Abstract

Autonomous unmanned aerial vehicles (UAVs) are essential for detecting and tracking specific events, such as automatic navigation. The intelligent monitoring of people’s social distances in crowds is one of the most significant events caused by the coronavirus. The virus is spreading more quickly among the crowds, and the disease cycle continues in congested areas. Due to the error that occurs when humans monitor their activity, an automated model is required to alert to social distance violations in crowds. As a result, this article proposes a two-step framework based on autonomous UAV videos, including human tracking and deep learning-based recognition of the crowd’s social distance.
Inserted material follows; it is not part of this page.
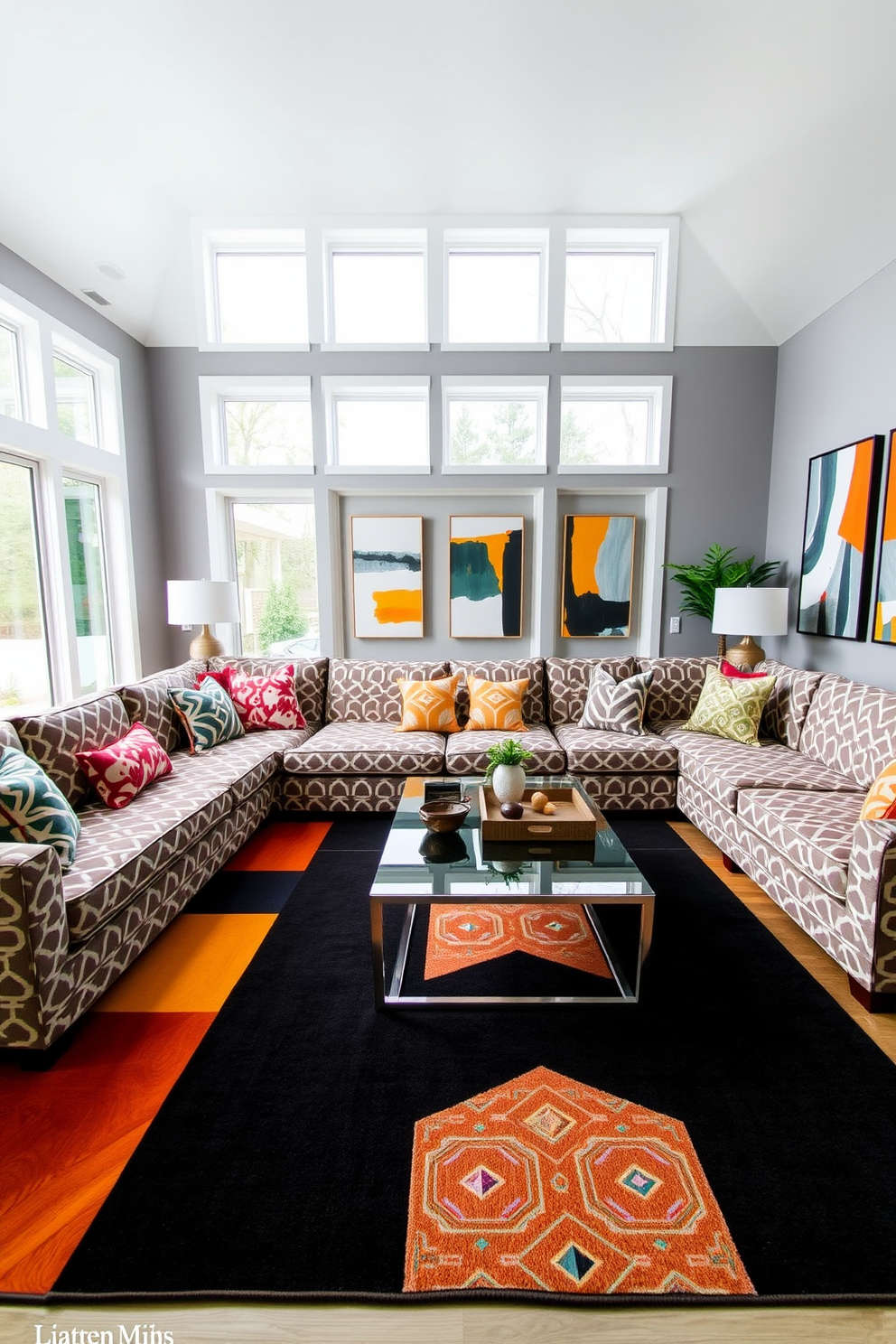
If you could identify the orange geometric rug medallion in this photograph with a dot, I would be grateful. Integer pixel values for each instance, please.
(465, 936)
(545, 1183)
The deep architecture is a modified-fast and lightweight ShuffleNet learning structure. First, the Kalman filter is used to determine the positions of individuals, and then the modified ShuffleNet is used to refine the bounding boxes obtained and determine the social distance. The social distance is calculated using the initial refinement of the bounding box obtained during the tracking step and the scale in frames of the human body. The observed average accuracy, average processing time (APT), and processed frame per second (FPS) for three congestion datasets were 97.5%, 84 milliseconds, and 11.5 FPS, respectively. Real-time decision-making was achieved by reducing the size and resolution of the frames. Additionally, the frames were re-labeled to reduce the computational complexity associated with detecting social distancing. The experimental results demonstrated that the proposed method could operate more quickly and accurately on various resolution frames of UAV videos with difficult conditions.